Archive for November 2008

Benchmarking PHP HTTP Clients

If you read my blog semi-regularly, you might remember when I mentioned that my book would be released later on this year. Unfortunately, that project had to be put on hold in favor of a few other projects. Now that those are winding down, however, I’m able to return to working on the book. I’m hoping the manuscript will be completed by the end of March 2009.

One of the interesting bits of research that I’ve done is benchmarking various mainstream PHP HTTP clients. Of course, we all know that there are lies, damned lies, statistics, and benchmarks, so take these with a grain of salt. They were run on my Sony Vaio, which is an Intel C2D T5550 @ 1.83GHz with 2 GB of RAM running Ubuntu Ibex and its standard php5 package.
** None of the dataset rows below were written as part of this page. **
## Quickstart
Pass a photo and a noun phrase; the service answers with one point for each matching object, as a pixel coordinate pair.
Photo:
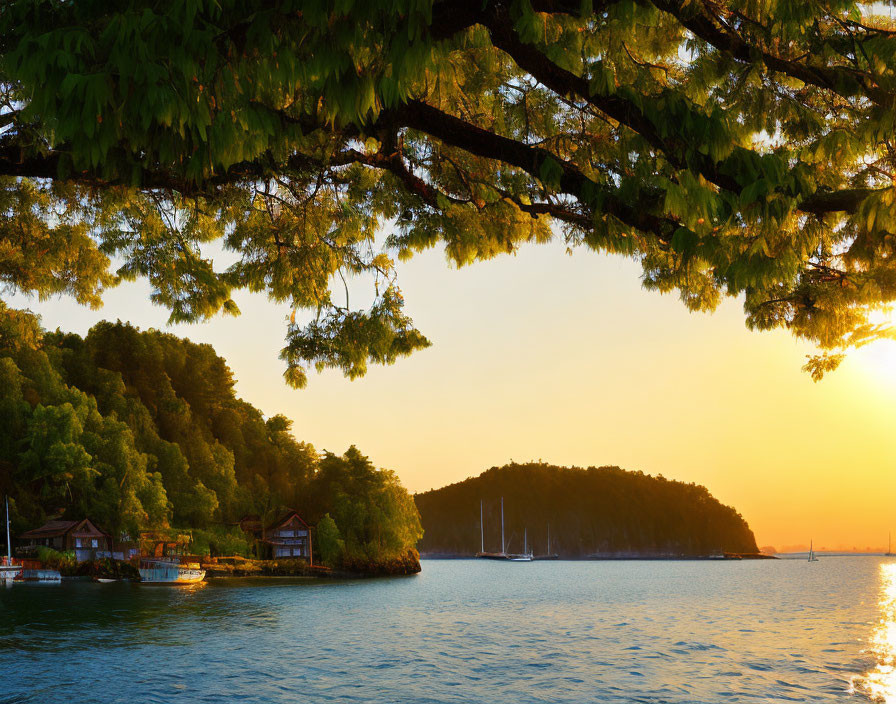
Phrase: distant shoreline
(616, 557)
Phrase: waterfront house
(288, 537)
(83, 537)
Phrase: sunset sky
(566, 359)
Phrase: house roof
(285, 519)
(50, 529)
(54, 529)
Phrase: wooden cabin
(288, 537)
(83, 537)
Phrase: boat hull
(170, 573)
(504, 556)
(9, 572)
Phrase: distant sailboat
(812, 557)
(525, 556)
(8, 570)
(548, 555)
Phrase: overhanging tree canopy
(743, 147)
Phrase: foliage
(329, 546)
(221, 540)
(733, 149)
(375, 515)
(598, 510)
(142, 430)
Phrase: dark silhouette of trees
(598, 510)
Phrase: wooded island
(593, 512)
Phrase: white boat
(8, 569)
(525, 556)
(161, 570)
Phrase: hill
(593, 511)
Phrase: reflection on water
(880, 683)
(467, 632)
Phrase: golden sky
(566, 359)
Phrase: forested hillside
(599, 510)
(143, 430)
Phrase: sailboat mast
(502, 526)
(481, 529)
(8, 538)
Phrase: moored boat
(9, 570)
(525, 556)
(168, 560)
(169, 571)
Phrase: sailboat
(8, 570)
(525, 556)
(548, 555)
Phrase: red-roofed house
(83, 537)
(288, 537)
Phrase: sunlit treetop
(738, 148)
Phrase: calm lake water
(467, 631)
According to Speedtest.net, my Cox Cable connection has a 12,375 kb/s download rate and a 5,998 kb/s upload rate.

<?php
// pecl_http (1.6.1)
$response = http_get(
    'http://paste2.org/new-paste',
    array(
        'connecttimeout' =>  15
    )
);
echo 'http ', strlen($response), PHP_EOL;

// streams http wrapper
$response = file_get_contents('http://paste2.org/new-paste');
echo 'streams ', strlen($response), PHP_EOL;

// curl (php5-curl Ubuntu package:
// libcurl/7.18.2 OpenSSL/0.9.8g zlib/1.2.3.3 libidn/1.8)
$ch = curl_init('http://paste2.org/new-paste');
curl_setopt($ch, CURLOPT_RETURNTRANSFER, true);
$response = curl_exec($ch);
curl_close($ch);
echo 'curl ', strlen($response), PHP_EOL;

// PEAR::HTTP_Client (PEAR 1.7.2, HTTP_Client 1.2.1)
$error = error_reporting(E_ALL);
require_once 'HTTP/Client.php';
$client = new HTTP_Client();
$client->get('http://paste2.org/new-paste');
$response = $client->currentResponse();
$response = $response['body'];
echo 'pear ', strlen($response), PHP_EOL;
error_reporting($error);

// Zend_Http_Client (SVN r12780)
require_once 'Zend/Http/Client.php';
$client = new Zend_Http_Client('http://paste2.org/new-paste');
$response = $client->request()->getBody();
echo 'zend ', strlen($response), PHP_EOL;

The Ubuntu packages for Xdebug (php5-xdebug) and KCachegrind produced the following results for this script.

pecl_http 20.08%
streams 19.81%
curl 19.83%
pear 19.73%
zend 19.88%

So the performance of these components is roughly equivalent. One thing that’s interesting is that the call tree for PEAR is actually the longest (four calls underneath the one shown in the source here) and at the bottom is a call to gethostbyname, which takes 18.97% of the script’s runtime, putting the amount used by the calls above it at 0.76%. This suggests that the majority of the time taken by the other components is likely due to the same reason.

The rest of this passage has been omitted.